Book coverWell, after reading Flashing Swords #2, I picked up the other entry in the series of anthologies (there were five total) that I had (and that I bought at the same time ten years ago).

Again, this is a collection of sword-and-sorcery novellas by a small circle of writers from the time period with an introduction by Carter.

The stories include:

  • “The Bagful of Dreams” by Jack Vance, a story of Cugel the Clever. Cugel is down on his luck, and he meets up with a wizard with a bagful of dreams on his way to impress a royal personage and win a prize. But Iolo and Cugel beset and try to best each other beforehand and before the Duke.
  • “The Tupilak” by Poul Anderson is part of a series about human/merfolk hybrids seeking to find their vanished kind. They come to a cold land where colonists from abroad are suffering and are hounded by invaders from the north, and the merfolk intervene to try to save them.
  • “Storm in a Bottle” by John Jakes, a Brak the Barbarian story which starts with Brak as a captive brought into a strange town under threat from a dark mage who might be leading barbarians in the hills against them. Brak breaks free and finds that the threat comes from closer to home.
  • “Swords against the Marluk” by Katherine Kurtz which is part of the Deryni series. Apparently, it’s an event that the books mention but did not cover, and it’s how one new king defeated a magickal rival with magic of his own and a Deryni on his side. I didn’t get much out of it because I haven’t read the books.
  • “The Lands Beyond The World” by Michael Moorcock wherein Elric finds himself in another world having traveled through a gate and having had some adventures there. He is on his way back when he encounters a woman in trouble, on the run from an ancient sorceror who wants to resurrect an old love in her, and Elric tries to protect her.

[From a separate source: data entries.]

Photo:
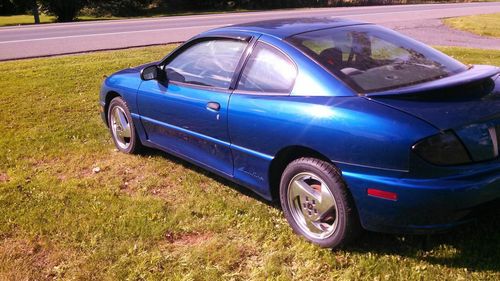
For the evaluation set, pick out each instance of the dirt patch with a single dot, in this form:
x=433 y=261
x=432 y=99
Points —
x=4 y=177
x=187 y=239
x=27 y=260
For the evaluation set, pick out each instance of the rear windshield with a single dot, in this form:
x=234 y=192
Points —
x=370 y=58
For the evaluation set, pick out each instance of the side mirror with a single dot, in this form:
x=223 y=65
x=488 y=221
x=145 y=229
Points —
x=152 y=72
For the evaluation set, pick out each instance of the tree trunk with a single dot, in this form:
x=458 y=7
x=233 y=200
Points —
x=36 y=13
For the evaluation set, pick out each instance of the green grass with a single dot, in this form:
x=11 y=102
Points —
x=28 y=19
x=485 y=25
x=24 y=19
x=156 y=217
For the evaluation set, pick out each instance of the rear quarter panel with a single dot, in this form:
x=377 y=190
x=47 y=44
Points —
x=350 y=131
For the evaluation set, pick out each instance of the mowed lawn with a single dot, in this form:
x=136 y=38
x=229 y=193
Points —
x=157 y=217
x=485 y=25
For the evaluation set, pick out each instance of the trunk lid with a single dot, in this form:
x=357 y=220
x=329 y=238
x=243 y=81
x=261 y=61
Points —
x=467 y=103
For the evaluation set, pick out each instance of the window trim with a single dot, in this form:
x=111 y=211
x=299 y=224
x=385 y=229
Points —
x=249 y=92
x=250 y=41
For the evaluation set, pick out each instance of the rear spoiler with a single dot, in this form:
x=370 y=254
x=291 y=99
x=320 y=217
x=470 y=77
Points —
x=473 y=74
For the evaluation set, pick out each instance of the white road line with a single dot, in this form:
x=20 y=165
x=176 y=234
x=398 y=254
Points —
x=107 y=34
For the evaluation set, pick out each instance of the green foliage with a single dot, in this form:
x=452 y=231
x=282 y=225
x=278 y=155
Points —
x=64 y=10
x=118 y=7
x=485 y=25
x=155 y=217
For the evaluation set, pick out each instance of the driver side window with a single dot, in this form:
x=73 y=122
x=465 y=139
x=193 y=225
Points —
x=207 y=63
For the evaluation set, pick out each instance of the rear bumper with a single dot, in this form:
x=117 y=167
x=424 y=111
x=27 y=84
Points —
x=423 y=205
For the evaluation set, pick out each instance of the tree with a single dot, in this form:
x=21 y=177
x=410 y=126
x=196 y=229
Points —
x=64 y=10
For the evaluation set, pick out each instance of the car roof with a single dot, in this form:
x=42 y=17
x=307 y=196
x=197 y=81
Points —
x=283 y=28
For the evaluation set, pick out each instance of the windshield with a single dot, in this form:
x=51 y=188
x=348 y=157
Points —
x=370 y=58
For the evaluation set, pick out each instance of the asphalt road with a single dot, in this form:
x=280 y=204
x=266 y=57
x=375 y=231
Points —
x=419 y=21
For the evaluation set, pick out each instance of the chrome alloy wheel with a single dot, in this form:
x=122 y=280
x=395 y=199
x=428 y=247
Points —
x=312 y=205
x=120 y=126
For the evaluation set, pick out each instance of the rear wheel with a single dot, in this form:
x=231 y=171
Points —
x=122 y=128
x=317 y=204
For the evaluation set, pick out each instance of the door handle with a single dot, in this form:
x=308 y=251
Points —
x=215 y=106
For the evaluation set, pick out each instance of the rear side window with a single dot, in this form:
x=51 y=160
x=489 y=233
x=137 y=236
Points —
x=208 y=63
x=268 y=71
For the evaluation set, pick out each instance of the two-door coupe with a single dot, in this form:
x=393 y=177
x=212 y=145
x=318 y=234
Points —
x=348 y=124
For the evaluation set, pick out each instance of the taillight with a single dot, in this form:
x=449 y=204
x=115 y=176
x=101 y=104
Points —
x=443 y=149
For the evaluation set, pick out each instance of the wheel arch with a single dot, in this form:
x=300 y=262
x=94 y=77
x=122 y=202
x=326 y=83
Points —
x=283 y=158
x=107 y=100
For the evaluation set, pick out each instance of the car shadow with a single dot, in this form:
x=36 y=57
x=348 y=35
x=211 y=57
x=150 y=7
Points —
x=475 y=246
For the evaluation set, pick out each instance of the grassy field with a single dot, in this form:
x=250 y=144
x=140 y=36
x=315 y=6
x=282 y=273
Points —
x=485 y=25
x=28 y=19
x=24 y=19
x=156 y=217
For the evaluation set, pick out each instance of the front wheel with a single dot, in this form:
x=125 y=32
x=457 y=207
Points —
x=122 y=127
x=317 y=204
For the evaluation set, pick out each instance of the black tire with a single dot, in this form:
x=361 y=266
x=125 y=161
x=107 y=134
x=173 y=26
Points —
x=133 y=143
x=346 y=227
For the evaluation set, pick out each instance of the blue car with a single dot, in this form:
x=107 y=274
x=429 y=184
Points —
x=348 y=125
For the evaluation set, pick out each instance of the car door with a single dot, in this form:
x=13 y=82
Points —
x=259 y=114
x=187 y=115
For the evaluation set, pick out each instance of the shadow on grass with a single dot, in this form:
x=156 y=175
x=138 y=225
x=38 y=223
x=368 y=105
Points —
x=475 y=246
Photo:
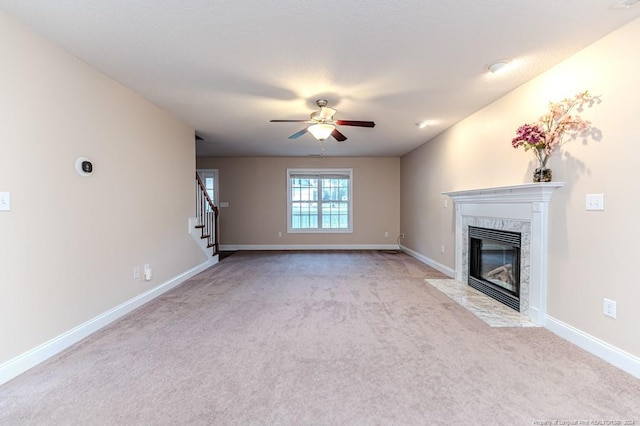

I liked the Cugel story; I might have read the Brak story in middle school or high school; and the Elric stories are growing on me. I don’t know that any of it will stick with me, but it was for the most part a pleasant passage of a couple of hours. The context-switching between the stories, with completely different rules and whatnot, was kind of difficult. Probably easier if one is more used to anthologies and definitely easier if you’re familiar with each story’s particular mythos from other works.

So will I pick up the other three books in the series? Well, if I see them at a book sale, perhaps, but I don’t think I’ll order them.

So will this conclude Brian J.’s year of sword-and-sorcery? Maybe not.